Although it was overshadowed somewhat by the High Court’s injunction today, the First Circuit heard oral argument in Boston College’s appeal from a portion of Judge Young’s judgment in the Belfast Project case. All prior coverage is at my Belfast Project index page.

The three judges who heard the case were Judge Boudin, Judge Torruella, and Judge Thompson. In some ways, this was a bad draw for BC, as Judges Boudin and Torruella were on the panel that affirmed the judgment against Moloney & McIntyre. But on the other hand, Judge Torruella wrote a somewhat sympathetic concurring opinion in that case, and Judge Thompson has sided with Judge Torruella on some divisive cases in the past.

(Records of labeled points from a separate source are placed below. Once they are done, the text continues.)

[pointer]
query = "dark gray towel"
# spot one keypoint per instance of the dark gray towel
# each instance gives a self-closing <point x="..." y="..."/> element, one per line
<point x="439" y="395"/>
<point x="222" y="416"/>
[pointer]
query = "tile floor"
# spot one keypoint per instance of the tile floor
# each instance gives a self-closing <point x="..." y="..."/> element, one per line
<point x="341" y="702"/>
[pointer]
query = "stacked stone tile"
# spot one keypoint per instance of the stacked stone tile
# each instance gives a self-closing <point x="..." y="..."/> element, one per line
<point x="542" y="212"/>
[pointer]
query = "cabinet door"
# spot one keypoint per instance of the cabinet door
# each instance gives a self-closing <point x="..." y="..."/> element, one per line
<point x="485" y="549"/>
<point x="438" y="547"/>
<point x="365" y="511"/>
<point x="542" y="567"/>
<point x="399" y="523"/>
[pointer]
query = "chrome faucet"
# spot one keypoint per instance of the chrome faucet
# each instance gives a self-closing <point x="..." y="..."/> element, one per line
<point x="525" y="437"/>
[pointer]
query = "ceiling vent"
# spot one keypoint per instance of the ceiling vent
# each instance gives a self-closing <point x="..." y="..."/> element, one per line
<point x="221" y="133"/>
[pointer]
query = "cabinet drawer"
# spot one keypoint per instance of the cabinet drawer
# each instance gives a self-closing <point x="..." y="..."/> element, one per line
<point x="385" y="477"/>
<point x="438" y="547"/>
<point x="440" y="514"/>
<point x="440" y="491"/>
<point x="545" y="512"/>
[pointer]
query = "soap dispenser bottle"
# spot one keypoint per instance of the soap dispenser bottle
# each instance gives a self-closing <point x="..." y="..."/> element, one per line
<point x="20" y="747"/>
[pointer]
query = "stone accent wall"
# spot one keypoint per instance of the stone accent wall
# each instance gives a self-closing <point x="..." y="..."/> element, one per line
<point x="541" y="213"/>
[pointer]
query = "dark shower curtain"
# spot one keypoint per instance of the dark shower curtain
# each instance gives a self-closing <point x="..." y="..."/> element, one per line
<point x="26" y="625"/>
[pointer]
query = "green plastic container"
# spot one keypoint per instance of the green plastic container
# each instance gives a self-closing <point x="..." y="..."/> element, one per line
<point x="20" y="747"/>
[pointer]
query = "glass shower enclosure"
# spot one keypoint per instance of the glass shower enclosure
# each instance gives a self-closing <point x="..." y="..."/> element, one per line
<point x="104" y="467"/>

Both lawyers did fine jobs. BC’s lawyer, Jeffrey Swope, had one overriding goal—to persuade the judges that BC’s case was distinguishable from Moloney & McIntyre’s case. He noted that the first of the two sets of subpoenas in the case was directed to the Dolours Price and Brendan Hughes interviews by name, while the second set of subpoenas was directed to a particular subject matter. I’m not sure what this gets him, since if I recall correctly, Moloney & McIntyre were appealing from Judge Young’s judgment with respect to both sets of subpoenas. But anyway, Swope went on to argue that the second set of subpoenas involved a judgment call about what was or was not relevant to the subject matter identified in the subpoenas, and that Judge Young had failed to apply the heightened scrutiny that, he claimed, the First Circuit’s precedents required him to apply in a case with First Amendment implications.

Swope ran into some headwind, however. Judge Thompson pointed out (Swope didn’t disagree) that the standard of review was abuse of discretion. Thus it wasn’t enough to show that Judge Young got the relevance inquiry wrong: BC has to show that he got it so wrong that he abused his discretion. Second, the panel, particularly Judge Boudin, questioned whether the argument that there was a heightened standard of review in the first place was tenable in light of the court’s decision in Moloney & McIntyre’s case. If there is no heightened standard of review, then the ordinary concept of relevance for discovery purposes would apply, and that’s a very broad concept indeed.

The government’s lawyer, Randall Kramm, focused on the similarity between this case and Moloney & McIntyre’s. He noted that Judge Lynch had reasoned that the facts of the case were closer to Branzburg than to the First Circuit precedent Swope had cited.

The least satisfactory aspect of the case is the fact that both parties have submitted ex parte materials to the court (BC submitted the interviews, the government submitted confidential information about the UK authorities’ criminal investigation), and neither side had access to the other side’s ex parte fiings. Nor, of course, does the public. So the parties could not really address the merits of whether Judge Young made the right call on relevance. This clearly troubled the judges, though mostly from the practical point of view—they wondered how they were supposed to decide the case in such a posture. But if there is no heightened scrutiny, as the government asserts, then the difficult mostly vanishes, since it seems at least more likely that the interviews in question meet at least the lax standard of relevance under ordinary principles of discovery practice.

The last First Circuit hearing in the case showed the folly of trying to predict the outcome of the hearing based on the judges’ questions. We’ll just have to wait and see!